Impotent Rage Now Best Argument for Trump

(AP Photo/Gerald Herbert)

As the presidential campaign of Donald Trump continues to take on water, recriminations have begun in earnest. Sean Hannity recently threw down a gauntlet, declaring that he would blame Republicans who do not support Trump for the candidate’s imminent loss. His was a moral claim. He was placing responsibility for Trump’s electoral success, not upon the candidate or his supporters, but upon those unconvinced that he deserves support. It was audacious and morally backwards. Voters don’t owe a candidate anything. When that’s your argument, when you lay blame on the voters for the state of your campaign, you deserve to lose.


That argument was furthered Wednesday by our own Michael Walsh. He called the “never Trump” conviction “moral cowardice.”

Michael starts by supposing that all the criticisms of Trump are true:

For the sake of argument, let’s stipulate that Donald Trump is what the small but obsessive, increasingly deracinated, band of “never Trumpers” says he is.  He’s not a “movement conservative” – true.   He’s often crass and vulgar – true.  His quasi-grammatical flights of oratorical fancy often get him into trouble –also true…

Okay.  Therefore… what?

Therefore everything. Therefore many will not support him. That’s what.

We don’t get to dismiss conscience as if it doesn’t matter. Conscience is the only thing that applies to political support. We don’t get to sweep it aside as if there’s some superior consideration. There isn’t, and there never will be.

But Michael goes on to pretend that there is. The superior consideration he offers is the imminent election of Hillary Clinton. Michael presents a compelling case that Hillary is a horrible human being who will be a terrible president. Okay, I’m convinced. She’s horrible. I won’t vote for her. Now what? You’ve done nothing to sell me on Trump.
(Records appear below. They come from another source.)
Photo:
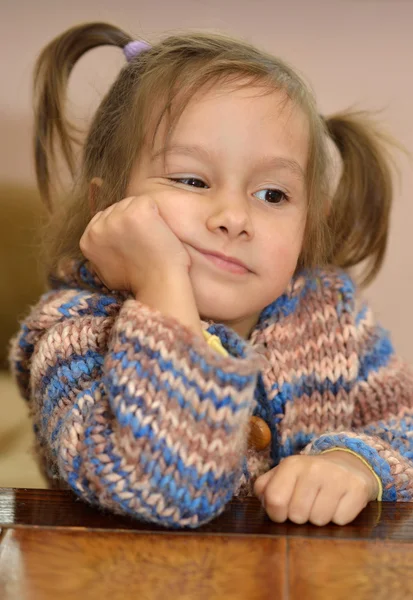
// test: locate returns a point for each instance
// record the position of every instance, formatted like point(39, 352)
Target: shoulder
point(328, 289)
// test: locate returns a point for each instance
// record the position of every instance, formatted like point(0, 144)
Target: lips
point(227, 263)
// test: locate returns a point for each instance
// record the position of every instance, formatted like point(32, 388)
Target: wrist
point(351, 459)
point(171, 293)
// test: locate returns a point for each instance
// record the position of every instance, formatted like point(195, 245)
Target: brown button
point(259, 435)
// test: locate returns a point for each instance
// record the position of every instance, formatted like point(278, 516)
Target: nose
point(231, 215)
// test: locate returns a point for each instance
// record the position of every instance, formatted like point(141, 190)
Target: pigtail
point(53, 131)
point(359, 216)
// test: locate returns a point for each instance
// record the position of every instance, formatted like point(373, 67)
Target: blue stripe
point(378, 356)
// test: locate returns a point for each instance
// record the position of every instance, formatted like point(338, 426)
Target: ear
point(94, 188)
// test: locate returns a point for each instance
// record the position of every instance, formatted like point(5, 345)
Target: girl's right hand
point(130, 246)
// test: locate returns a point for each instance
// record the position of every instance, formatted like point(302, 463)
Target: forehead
point(229, 118)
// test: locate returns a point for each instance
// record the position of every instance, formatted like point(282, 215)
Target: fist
point(129, 245)
point(334, 486)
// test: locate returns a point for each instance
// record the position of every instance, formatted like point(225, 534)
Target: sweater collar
point(73, 273)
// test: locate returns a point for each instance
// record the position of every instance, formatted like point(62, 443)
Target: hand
point(130, 245)
point(334, 486)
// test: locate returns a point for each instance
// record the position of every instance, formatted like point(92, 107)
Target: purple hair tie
point(132, 49)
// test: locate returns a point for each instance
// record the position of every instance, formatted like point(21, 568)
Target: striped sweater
point(137, 414)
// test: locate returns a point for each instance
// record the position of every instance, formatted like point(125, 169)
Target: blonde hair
point(353, 229)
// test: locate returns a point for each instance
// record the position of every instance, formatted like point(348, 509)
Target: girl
point(201, 339)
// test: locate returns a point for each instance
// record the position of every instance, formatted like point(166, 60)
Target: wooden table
point(54, 546)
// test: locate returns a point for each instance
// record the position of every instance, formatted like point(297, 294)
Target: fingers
point(304, 489)
point(324, 506)
point(278, 491)
point(302, 500)
point(350, 505)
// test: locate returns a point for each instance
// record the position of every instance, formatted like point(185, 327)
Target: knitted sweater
point(137, 414)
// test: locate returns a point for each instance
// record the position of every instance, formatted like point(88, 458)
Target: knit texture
point(139, 415)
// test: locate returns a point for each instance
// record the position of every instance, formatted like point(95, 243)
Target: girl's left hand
point(334, 486)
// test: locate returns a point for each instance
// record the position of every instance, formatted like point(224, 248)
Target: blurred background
point(354, 53)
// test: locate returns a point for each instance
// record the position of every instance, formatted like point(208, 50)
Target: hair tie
point(134, 48)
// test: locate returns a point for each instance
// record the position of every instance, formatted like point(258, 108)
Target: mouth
point(226, 263)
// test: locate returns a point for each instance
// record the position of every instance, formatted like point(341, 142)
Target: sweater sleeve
point(132, 410)
point(381, 395)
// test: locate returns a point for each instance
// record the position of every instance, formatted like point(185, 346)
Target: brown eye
point(190, 181)
point(272, 196)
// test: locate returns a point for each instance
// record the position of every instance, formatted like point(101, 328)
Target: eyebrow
point(278, 162)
Michael presents the presumptuous claim that those who will not vote for Trump “would rather see… the country consigned to at least four more destructive years of Democrat rule than vote for the brash New Yorker.” That is factually incorrect. At issue is not what I or any other “never Trumper” would rather see. At issue is what we do see.


I would rather see a viable candidate who I could conscientiously support against Hillary. That candidate does not exist. I therefore have no option which I can support. That circumstance was presented to me by the party, and places no obligation upon me to violate my conscience in support a man who fails to meet my minimal standards for public service. It would be immoral for me to set those standards aside. You can make the lesser evil argument all you want, but the ultimate arbitrator of that distinction is the individual voter. You don’t get to make that choice for me. If, in my mind, Donald Trump is too evil to be considered a palatable alternative to Hillary, there exists no moral case for supporting him.

Yet Michael tries. He builds his case on a contrived sense of duty, as if your vote should be determined by someone other than you.

The time for opposition was during the primaries. But now, for better or worse, the issue is settled. Increasingly sounding like leftists, the “never Trumpers” appeal to a higher morality to justify their electoral sabotage, but the fact is their stance is profoundly immoral; sore losers, they demand a rules change after the game is over, and refuse to accept the results.

Clearly the issue hasn’t been settled. If it had, we wouldn’t be engaged in this debate. These posts wouldn’t be written. The issue has not been settled, because the issue is not who won the primaries. The issue is whether the candidate who won then deserves my support now. That has not been settled, and no one other than me will settle it. So please dispense with these impotent appeals to authority.


It is not “electoral sabotage” for me to vote as I choose. It’s my vote. It doesn’t belong to you. It doesn’t belong to the Republican Party. And it sure as hell doesn’t belong to Donald Trump. There is nothing to “sabotage.” There is something for Trump and his team to build. It’s called support. The burden of that construction falls upon Trump. He is owed precisely nothing.

In his final point, Michael compares abstaining from a vote in the presidential race to sitting on the sidelines. To this I offer two points. First, not voting is a form of political expression. It is a statement. Not voting is an action in abstinencia. By not voting, you express that no one earned your support. That’s honest and wholly legitimate. Second, by Michael’s own admission, much of the “never Trump” contingent consists of people who have been fighting in the arena for years and continue to do so. Refusal to betray that work in support of a charlatan hardly constitutes sitting on the sidelines. A builder cannot be accurately thought of as lazy for refusing to engage in arson.

This tactic of berating people into dutiful support of the lesser evil will not work. Indeed, it encapsulates everything wrong with party politics. It doesn’t matter who the candidate is, whether it’s Ron Paul, Mitt Romney, or Donald Trump. Whoever wins the primaries can take nothing further for granted. You cannot command others to vote for you. It’s wholly illegitimate and immoral to try. Yet that’s what it has come down to in defense of Trump, because there is no other argument. You can’t sell people on his value, so you have to appeal to a false sense of duty. There is no duty here. My vote will not be commandeered. Earn it, or don’t, and own the result.